- Directed by: R Gautham
- Written by: R Gautham
- Produced by: Lalitha Shambulingayya Swami Rajwant Singh
- Starring: Nithya Shri
- Cinematography: Auditya Venkatesh
- Edited by: EM Arun
- Music by: DA Vasantha
- Release date: 11 October 2019;
- Country: India
- Language: Kannada

= Vrithra =

Vrithra is a 2019 Indian Kannada-language crime drama film written and directed by R Gautham . The film has been bankrolled by Lalitha, Shambulingayya Swami and Rajwant Singh. The film stars Nithya Shri while Prakash Belawadi and Sudha Rani appear in supporting roles.

Photographer Auditya Venkatesh has worked as the cinematographer for Vrithra while EM Arun and DA Vasantha have handled the editing and the music departments respectively.

==Plot==
Investigation officer Indra Rao (Nithya Shri) comes across a series of conspicuous clues as she immerses herself in a seemingly open and shut case. However, as the story progresses, she is left to make a difficult choice-her career or the truth. The story involves a metaphor between the contemporary Bengaluru transforming into a jungle ruled by animals.

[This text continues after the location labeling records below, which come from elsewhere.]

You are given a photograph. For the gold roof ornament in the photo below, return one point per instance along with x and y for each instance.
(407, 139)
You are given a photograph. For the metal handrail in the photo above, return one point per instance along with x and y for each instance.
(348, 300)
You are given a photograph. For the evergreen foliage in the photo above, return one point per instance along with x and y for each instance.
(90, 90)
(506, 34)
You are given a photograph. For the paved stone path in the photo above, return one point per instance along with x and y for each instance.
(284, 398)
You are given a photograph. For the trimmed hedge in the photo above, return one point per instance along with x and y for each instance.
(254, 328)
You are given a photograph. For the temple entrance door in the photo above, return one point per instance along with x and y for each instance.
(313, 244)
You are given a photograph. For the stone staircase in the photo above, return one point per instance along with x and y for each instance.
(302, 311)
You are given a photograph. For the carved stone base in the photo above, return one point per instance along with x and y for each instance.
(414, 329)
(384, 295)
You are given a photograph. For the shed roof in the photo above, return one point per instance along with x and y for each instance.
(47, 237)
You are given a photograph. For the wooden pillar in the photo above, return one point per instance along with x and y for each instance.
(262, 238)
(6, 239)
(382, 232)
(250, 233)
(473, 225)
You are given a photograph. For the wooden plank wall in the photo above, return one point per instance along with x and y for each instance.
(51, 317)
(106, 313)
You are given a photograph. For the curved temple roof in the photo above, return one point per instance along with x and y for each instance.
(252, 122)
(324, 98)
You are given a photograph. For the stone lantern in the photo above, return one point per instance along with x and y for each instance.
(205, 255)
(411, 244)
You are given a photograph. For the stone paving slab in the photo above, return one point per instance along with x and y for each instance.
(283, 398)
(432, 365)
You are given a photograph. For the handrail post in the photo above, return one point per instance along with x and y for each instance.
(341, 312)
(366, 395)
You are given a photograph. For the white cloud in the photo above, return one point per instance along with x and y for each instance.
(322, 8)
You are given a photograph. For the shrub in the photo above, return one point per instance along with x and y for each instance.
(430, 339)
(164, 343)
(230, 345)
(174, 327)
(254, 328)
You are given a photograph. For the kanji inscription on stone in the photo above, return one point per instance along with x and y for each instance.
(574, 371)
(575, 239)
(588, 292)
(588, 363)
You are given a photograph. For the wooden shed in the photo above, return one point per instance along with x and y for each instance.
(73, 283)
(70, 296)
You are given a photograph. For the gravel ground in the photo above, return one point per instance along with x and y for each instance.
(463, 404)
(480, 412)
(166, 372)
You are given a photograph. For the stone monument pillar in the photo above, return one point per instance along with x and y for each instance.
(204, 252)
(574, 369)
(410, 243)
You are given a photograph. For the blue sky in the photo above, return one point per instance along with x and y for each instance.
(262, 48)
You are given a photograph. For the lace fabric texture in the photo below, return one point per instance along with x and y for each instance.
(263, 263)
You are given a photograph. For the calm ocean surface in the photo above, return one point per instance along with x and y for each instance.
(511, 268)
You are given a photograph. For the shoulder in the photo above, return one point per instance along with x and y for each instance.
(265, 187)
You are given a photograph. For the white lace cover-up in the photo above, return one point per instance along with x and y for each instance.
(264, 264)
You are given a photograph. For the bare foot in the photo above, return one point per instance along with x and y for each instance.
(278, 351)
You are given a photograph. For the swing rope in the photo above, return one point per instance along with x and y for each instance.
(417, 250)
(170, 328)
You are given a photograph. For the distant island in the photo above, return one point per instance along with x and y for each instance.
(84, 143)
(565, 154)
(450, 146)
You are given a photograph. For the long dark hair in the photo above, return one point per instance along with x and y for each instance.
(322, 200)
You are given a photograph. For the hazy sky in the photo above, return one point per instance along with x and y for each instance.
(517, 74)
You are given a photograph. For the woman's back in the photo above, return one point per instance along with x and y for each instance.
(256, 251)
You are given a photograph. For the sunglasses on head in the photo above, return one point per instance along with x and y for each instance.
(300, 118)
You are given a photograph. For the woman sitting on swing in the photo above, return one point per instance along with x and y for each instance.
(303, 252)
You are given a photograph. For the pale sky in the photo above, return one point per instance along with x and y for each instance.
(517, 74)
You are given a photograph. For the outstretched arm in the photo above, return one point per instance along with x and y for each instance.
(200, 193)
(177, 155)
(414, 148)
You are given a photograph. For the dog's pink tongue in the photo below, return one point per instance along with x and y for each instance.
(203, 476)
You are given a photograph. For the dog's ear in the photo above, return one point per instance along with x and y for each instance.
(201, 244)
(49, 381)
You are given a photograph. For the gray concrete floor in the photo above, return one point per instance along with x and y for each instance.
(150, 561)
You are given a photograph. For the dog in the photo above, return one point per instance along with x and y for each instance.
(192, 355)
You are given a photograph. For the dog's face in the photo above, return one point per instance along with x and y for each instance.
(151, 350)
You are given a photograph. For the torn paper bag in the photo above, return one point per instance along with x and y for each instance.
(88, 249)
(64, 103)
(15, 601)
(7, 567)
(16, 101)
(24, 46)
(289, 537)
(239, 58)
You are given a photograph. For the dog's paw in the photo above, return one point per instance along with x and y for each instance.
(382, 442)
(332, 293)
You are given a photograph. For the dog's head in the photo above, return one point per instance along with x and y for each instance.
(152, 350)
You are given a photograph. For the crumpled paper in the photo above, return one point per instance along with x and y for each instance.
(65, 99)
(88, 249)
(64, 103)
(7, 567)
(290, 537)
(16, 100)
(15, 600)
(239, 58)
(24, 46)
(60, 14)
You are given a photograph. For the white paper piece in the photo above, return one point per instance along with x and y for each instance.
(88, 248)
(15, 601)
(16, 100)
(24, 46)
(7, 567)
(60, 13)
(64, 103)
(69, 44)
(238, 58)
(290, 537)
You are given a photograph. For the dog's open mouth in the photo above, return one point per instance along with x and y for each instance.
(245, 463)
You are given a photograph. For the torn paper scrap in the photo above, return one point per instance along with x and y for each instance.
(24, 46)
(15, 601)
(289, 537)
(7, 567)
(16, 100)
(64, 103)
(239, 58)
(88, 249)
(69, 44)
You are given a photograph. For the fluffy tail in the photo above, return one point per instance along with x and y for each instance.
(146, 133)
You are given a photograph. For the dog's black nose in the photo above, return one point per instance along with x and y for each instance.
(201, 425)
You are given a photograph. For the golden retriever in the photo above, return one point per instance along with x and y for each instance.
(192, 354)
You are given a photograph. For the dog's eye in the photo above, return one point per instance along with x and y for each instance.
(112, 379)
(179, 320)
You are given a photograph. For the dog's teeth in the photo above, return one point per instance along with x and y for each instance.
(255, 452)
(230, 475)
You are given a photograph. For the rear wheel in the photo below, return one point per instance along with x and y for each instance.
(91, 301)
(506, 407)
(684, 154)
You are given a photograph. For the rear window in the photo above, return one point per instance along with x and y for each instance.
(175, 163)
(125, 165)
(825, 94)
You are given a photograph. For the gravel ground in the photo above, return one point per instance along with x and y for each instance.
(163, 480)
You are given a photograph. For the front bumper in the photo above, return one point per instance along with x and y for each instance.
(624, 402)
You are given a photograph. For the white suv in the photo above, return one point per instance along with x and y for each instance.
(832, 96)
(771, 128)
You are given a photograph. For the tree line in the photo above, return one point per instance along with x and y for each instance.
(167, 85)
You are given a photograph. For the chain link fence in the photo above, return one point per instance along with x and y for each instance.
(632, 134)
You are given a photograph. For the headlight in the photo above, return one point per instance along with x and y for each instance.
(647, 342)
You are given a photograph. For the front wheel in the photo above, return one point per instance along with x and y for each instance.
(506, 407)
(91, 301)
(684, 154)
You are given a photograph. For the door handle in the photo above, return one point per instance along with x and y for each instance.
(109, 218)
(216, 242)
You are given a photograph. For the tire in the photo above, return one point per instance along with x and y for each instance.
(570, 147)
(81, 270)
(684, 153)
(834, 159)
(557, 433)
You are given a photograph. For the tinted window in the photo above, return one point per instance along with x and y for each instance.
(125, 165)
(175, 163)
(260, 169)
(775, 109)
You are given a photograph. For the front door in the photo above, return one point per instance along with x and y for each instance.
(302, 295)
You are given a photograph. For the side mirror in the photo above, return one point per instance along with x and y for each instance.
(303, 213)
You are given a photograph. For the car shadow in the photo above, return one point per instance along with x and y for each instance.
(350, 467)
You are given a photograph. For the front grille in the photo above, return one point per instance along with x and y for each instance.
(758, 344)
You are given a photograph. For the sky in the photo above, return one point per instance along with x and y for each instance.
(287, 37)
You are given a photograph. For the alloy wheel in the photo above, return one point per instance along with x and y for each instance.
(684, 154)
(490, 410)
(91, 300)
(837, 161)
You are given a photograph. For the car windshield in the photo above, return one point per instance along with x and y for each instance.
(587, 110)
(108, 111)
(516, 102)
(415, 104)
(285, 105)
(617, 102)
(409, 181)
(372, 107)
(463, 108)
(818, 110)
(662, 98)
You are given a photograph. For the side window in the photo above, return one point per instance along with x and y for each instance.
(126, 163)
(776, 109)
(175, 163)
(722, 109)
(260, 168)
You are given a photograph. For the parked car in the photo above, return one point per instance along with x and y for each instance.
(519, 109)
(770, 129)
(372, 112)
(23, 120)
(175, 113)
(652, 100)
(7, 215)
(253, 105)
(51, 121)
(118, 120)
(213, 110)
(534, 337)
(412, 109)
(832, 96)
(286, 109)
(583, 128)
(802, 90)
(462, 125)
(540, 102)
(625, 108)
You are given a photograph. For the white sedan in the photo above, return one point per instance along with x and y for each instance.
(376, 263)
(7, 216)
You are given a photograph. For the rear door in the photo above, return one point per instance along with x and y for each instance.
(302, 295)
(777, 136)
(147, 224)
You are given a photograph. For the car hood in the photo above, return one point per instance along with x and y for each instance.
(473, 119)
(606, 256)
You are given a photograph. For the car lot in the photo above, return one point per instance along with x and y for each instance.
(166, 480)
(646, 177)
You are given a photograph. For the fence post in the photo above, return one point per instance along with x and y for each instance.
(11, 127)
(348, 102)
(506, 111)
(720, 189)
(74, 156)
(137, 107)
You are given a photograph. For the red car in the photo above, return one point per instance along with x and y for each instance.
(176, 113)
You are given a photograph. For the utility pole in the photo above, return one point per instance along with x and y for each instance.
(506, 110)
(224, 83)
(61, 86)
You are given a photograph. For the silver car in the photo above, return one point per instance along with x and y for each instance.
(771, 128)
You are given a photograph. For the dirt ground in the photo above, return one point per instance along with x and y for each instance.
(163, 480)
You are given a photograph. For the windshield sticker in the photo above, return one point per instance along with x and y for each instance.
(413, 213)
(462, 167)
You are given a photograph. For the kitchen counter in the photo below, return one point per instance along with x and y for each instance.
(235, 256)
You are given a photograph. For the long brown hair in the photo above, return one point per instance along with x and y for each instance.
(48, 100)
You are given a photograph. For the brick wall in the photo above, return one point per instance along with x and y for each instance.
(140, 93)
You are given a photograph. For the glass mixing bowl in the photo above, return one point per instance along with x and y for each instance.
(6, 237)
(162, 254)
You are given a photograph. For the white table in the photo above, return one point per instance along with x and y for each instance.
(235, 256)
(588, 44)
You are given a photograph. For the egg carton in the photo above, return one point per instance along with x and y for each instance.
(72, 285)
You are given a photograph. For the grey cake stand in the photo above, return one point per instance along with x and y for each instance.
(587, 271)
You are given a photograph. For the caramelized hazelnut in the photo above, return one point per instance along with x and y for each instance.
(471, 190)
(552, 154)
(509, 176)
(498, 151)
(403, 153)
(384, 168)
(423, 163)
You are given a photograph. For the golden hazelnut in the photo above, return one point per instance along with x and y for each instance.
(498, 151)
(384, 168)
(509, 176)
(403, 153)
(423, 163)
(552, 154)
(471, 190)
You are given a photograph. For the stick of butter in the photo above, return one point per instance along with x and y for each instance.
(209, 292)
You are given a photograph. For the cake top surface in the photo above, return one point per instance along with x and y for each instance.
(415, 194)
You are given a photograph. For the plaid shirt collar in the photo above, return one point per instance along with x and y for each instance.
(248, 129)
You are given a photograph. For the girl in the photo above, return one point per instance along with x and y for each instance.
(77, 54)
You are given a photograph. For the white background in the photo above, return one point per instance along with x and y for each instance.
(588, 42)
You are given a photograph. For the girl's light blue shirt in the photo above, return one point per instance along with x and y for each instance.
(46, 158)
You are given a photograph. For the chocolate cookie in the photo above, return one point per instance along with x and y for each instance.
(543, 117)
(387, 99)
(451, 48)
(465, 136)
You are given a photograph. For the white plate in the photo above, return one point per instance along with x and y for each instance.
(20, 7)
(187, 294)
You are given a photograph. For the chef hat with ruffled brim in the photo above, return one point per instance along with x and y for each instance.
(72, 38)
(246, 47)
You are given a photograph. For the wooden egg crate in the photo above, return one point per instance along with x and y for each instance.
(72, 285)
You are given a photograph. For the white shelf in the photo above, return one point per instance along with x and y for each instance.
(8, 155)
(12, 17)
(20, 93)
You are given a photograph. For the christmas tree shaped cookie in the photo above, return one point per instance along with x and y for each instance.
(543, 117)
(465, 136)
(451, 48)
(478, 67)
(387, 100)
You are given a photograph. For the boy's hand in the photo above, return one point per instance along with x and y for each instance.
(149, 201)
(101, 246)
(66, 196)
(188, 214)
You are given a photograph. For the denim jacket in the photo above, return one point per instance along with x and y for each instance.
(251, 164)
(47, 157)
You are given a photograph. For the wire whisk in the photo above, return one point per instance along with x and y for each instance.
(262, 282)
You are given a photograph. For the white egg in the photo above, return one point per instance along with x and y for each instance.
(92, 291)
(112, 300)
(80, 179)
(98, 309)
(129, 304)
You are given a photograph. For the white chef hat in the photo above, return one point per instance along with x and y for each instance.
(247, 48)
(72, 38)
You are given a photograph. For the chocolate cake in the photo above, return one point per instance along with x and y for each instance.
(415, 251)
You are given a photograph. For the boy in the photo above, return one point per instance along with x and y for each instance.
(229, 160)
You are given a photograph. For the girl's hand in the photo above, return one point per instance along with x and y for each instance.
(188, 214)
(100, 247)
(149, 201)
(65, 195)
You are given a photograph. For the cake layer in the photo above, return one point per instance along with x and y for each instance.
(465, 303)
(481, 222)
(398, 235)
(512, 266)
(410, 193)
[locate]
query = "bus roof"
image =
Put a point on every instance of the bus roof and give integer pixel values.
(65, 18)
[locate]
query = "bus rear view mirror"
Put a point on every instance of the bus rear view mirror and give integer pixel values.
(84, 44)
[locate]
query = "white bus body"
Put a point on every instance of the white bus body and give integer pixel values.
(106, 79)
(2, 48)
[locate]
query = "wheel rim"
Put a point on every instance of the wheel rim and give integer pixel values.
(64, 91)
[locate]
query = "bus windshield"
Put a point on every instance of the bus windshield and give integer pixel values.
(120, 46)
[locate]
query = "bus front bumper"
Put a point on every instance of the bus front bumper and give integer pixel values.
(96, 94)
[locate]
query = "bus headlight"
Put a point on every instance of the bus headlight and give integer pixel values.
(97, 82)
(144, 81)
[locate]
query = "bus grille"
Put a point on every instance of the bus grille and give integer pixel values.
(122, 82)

Indra Rao is a sub-inspector who initially deals with ordinary crimes in the city, from petty offenses to nuisance. However, she is handed over a suicide case, which she considers ordinary at the beginning due to the number of people committing suicide in the city in a daily basis. Her uncle Prakash Belawadi explains to her that she is trapped in a complex chess game where she doesn't have any clue of who her opponents are. When she goes to find the truth behind the suicide, she finds that the Vrithra is not what she thinks he is but someone who is trying to remove the boundaries in society. The hoarders in society that have all the resources are the actual Vrithra, and she has to make a choice between letting her higher-ranked officer know that she is trying to make things right.

==Cast==
- Nithya Shri as Indra Rao
- Prakash Belawadi as Indra Rao's uncle
- Sudha Rani
- Ravi Sitaraman (K.J. Ravi)
- Tharun Sudhir

==Production==
The movie was launched with Rashmika Mandanna as the lead protagonist. However, the makers later replaced her with stage artist Nithya Shri.

The trailer of Vrithra was released on 3 October 2019. The movie has been censored with 'U' certificate and is slated to release on 11 October 2019.

== Reception ==
A critic from the Deccan Chronicle wrote that "If you are one of those serious minds, who look for quality in what's inside than the glittery package on the outside, then go watch this interesting demon being unraveled". A critic from The Hindu wrote that "Though the film starts promisingly, the final reveal ends up as a damp squib". A critic from The Times of India wrote that "The main premise of the story is not new and director Gautham throws in plot points that are not addressed well. For a debutant, though, he deserves a pat on the back for the attempt to try something different in terms of the execution". A critic from Deccan Herald wrote that "As a thriller, ‘Vrithra’ is decent if not great. You see the big reveal coming from a distance". A critic from The New Indian Express wrote that "Gautham undoubtedly keeps the audience guessing every minute of his debut film". A critic from the Bangalore Mirror wrote that "A neat package that a discerning audience should not miss".